Point de vue
Président de Vecteur Plus, leader français de la veille commerciale basé à Bougenais Parcours 40 ans, né à Toulon Après plusieurs expériences dans le secteur des télécoms, il est en charge entre 2009 et 2011 de la direction paiement et nouveaux marchés de SFR avant de rejoindre Vecteur Plus en avril dernier
La confiscation des révolutions arabes «Je suis peiné de voir la récupération islamiste des révolutions arabes.
Une génération a payé de son sang pour renverser une dictature et voit aujourd'hui la répartition des pouvoirs lui échapper. Nous avons une filiale en Tunisie et on voit apparaître une inquiétude sur place, vis-à-vis notamment du voile imposé aux femmes. Les peuples arabes étaient en attente de justice et se voient voler leurs révolutions. Maintenant, s'ils ont su se soulever une fois, ils peuvent recommencer.
La dette des États
«La dette des pays riches est aujourd'hui financée par des pays émergents.

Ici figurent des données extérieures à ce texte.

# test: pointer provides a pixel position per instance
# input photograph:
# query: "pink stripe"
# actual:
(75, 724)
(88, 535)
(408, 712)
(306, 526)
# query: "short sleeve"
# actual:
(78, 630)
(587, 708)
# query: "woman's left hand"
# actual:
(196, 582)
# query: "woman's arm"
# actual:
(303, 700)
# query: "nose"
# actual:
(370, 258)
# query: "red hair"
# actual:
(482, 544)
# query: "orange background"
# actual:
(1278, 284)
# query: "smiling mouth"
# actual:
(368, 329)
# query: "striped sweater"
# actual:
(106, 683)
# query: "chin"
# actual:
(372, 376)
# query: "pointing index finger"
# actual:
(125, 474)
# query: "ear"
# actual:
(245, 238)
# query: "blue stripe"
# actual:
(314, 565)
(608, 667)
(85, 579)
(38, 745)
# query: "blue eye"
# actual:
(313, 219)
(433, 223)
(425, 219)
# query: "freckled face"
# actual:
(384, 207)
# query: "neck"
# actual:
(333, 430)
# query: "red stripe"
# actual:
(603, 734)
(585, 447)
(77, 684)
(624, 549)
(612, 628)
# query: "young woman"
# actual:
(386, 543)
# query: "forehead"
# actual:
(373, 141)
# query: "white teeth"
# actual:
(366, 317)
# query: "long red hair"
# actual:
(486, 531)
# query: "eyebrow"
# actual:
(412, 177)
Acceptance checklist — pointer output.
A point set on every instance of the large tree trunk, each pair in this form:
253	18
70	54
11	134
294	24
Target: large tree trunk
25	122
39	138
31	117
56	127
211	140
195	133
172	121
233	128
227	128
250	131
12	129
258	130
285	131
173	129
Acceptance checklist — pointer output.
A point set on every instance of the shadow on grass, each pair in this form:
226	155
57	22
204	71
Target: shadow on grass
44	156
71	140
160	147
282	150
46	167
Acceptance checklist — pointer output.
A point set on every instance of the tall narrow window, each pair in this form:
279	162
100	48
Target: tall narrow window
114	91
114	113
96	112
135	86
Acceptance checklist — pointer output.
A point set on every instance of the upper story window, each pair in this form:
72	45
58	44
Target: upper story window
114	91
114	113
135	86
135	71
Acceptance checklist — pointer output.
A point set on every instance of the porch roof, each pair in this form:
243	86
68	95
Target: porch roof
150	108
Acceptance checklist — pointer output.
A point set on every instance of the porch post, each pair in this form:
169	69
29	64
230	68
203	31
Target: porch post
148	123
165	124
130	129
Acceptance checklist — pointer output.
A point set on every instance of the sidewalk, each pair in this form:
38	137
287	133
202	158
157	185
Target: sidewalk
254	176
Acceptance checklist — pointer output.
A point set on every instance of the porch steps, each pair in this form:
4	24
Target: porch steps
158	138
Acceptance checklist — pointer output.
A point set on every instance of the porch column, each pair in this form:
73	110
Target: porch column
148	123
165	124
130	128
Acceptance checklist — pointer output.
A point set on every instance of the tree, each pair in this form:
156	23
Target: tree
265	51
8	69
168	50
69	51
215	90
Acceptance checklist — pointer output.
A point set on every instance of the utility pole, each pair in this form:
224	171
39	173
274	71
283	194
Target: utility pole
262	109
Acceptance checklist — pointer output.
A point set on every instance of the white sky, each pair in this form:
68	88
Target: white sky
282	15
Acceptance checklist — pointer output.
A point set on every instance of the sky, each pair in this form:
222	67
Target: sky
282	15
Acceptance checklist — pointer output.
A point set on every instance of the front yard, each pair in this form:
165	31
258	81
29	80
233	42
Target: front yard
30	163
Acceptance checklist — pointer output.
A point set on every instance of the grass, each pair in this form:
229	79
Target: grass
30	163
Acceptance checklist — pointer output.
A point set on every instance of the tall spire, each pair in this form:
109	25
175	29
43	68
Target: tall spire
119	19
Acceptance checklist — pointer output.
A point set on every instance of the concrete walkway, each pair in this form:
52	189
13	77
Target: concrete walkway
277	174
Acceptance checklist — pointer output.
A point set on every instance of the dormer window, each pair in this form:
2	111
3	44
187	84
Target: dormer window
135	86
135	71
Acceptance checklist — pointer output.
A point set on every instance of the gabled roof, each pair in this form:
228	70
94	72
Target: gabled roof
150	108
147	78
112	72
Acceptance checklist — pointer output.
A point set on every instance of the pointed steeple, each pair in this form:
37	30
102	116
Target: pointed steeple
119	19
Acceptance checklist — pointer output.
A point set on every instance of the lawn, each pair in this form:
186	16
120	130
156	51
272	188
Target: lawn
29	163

Si on va au bout de la réflexion, cela veut dire que des gens qui n'ont pas grand-chose et qui travaillent dans des rizières financent notre dette souveraine et le trou de la Sécu. Tant mieux si nous avons des acquis sociaux, mais on ne peut pas fonctionner comme cela. C'est un incroyable retournement pour les civilisations antiques et les grandes monarchies qui sont au final tenues à bout de bras par des pays en développement.
Les acteurs de la finance
Les investisseurs et les Bourses
s'inquiètent de la baisse de rentabilité de Google qui affiche pourtant un résultat 9,7 milliards de dollars
. Ces brillants analystes et investisseurs manquent de recul car peut-on pour autant parler de la fin du modèle Google? Une entreprise ne se juge pas par son cours de Bourse mais sur sa création de valeurs à cinq ou dix ans.
Le débat politique
«En France, mais c'est vrai aussi dans le monde, le niveau du débat politique est pauvre.
Nous n'avons plus de grand leader politique, idéologue, qui incarne une vision. En France, c'est dû à une vision court termiste des politiques concentrés sur les prochaines élections car la fonction politique est souvent devenue un métier. Du coup, ils ne sont pas prêts à assumer des positions compliquées, à faire pression sur des systèmes forts, et sont toujours à colmater des brèches. En Allemagne, face à l'enjeu de la réunification, les politiques ont dû s'inscrire dans le long terme, avec des sacrifices aujourd'hui payants.»